Reading and Research
Ninth grade English students read a non-fiction books, such as Little Princes by Conor Grennan, A Long Way Gone by Ismael Beah, Enrique's Journey by Sonia Ensario, Nothing to Envy by Barbara Demick, Behind the Beautiful Forevers by Katherine Boo, The Underground Girls of Kabul by Jenny Nordberg, Daring to Drive by Manal Al-Sharif and A Hope More Powerful Than the Sea by Melissa Fleming. Students then did research on an issue related to the book and wrote a persuasive speech that identified a social problem and possible solutions. Students incorporated information from their research and created a bibliography. Teacher-librarians modeled effective research techniques and gave students feedback on their bibliographies and students revised them.
The Collapse of a Civilization
What does the collapse of a civilization and design thinking have in common?
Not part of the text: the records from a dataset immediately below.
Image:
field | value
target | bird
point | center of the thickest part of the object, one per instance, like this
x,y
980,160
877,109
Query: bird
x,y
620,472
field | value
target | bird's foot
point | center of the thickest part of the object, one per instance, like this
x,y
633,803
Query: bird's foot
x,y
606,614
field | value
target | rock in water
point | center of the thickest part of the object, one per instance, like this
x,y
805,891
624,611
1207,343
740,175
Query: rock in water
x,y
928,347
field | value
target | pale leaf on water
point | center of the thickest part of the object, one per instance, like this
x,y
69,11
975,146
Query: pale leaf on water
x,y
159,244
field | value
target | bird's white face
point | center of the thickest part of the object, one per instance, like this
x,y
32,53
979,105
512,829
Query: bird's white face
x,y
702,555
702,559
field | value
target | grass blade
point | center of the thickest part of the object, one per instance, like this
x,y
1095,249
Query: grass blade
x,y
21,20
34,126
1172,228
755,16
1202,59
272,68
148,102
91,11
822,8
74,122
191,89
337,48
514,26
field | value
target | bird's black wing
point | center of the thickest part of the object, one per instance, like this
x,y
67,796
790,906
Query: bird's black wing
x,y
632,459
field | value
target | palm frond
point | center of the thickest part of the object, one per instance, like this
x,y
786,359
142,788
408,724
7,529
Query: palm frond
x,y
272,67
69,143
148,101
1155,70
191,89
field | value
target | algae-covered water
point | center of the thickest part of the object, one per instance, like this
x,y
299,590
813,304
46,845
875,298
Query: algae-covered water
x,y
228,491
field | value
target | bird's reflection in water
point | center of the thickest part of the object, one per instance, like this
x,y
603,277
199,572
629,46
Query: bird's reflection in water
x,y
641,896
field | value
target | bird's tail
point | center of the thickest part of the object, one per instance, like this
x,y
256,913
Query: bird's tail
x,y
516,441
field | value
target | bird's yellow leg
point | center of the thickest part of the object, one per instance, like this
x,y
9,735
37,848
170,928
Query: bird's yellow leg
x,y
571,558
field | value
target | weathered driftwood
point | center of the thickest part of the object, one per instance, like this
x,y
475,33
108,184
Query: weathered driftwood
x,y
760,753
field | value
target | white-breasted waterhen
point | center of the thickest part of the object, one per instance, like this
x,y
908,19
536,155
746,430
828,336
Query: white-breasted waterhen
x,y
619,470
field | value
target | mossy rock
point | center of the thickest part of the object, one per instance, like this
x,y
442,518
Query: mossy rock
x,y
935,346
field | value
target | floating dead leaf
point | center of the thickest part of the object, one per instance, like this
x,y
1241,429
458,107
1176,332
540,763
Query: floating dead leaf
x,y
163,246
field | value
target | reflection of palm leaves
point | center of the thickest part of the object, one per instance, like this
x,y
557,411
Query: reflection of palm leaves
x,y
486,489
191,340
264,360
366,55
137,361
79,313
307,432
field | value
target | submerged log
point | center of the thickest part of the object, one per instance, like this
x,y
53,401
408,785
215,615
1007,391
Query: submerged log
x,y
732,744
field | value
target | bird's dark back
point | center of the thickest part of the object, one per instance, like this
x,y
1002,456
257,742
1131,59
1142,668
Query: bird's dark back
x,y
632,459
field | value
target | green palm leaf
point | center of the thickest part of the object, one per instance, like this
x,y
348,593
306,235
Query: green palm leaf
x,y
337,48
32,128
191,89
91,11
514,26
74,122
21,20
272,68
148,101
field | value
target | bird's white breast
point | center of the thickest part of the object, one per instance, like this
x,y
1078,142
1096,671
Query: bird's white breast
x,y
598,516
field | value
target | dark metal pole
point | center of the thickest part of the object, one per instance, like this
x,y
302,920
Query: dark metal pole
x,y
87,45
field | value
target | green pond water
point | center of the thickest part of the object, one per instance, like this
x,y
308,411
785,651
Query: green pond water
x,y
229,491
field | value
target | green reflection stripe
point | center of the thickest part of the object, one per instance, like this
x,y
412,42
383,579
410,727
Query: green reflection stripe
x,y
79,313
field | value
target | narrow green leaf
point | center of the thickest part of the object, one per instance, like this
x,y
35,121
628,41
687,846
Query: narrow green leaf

Global 1 students are learning why a civilization collapses by studying Jared Diamond's ideas presented in his book. Collapse: How Societies Choose to Fail or Succeed. Students are creating a Rube Goldberg machine that simulates how civilizations like the Easter Island, Angkor, Anasazi, and Norse Greenland collapsed. Students used design thinking to plan out the machine in order to demonstrate how the effects of one factor of collapse, like deforestation, could lead to another factor of collapse, starvation. After reading and thinking about the collapse of a specific civilization, students got to work designing their Rube Goldberg machines.
The machines are teaching tools used by students to explain why a certain civilization collapsed.
Junior English students saw a one-man play called Frederick Douglas: An American Slave by Daniel S. Campagna at the Kline Auditorium, which highlighted Douglas'writings and life. A copy of the play is available in the library. Students also participated in a panel discussion and saw an original version of Douglas' book, Life and Times of Frederick Douglas, printed in 1882 by the Park Publishing Company in Hartford, Connecticut.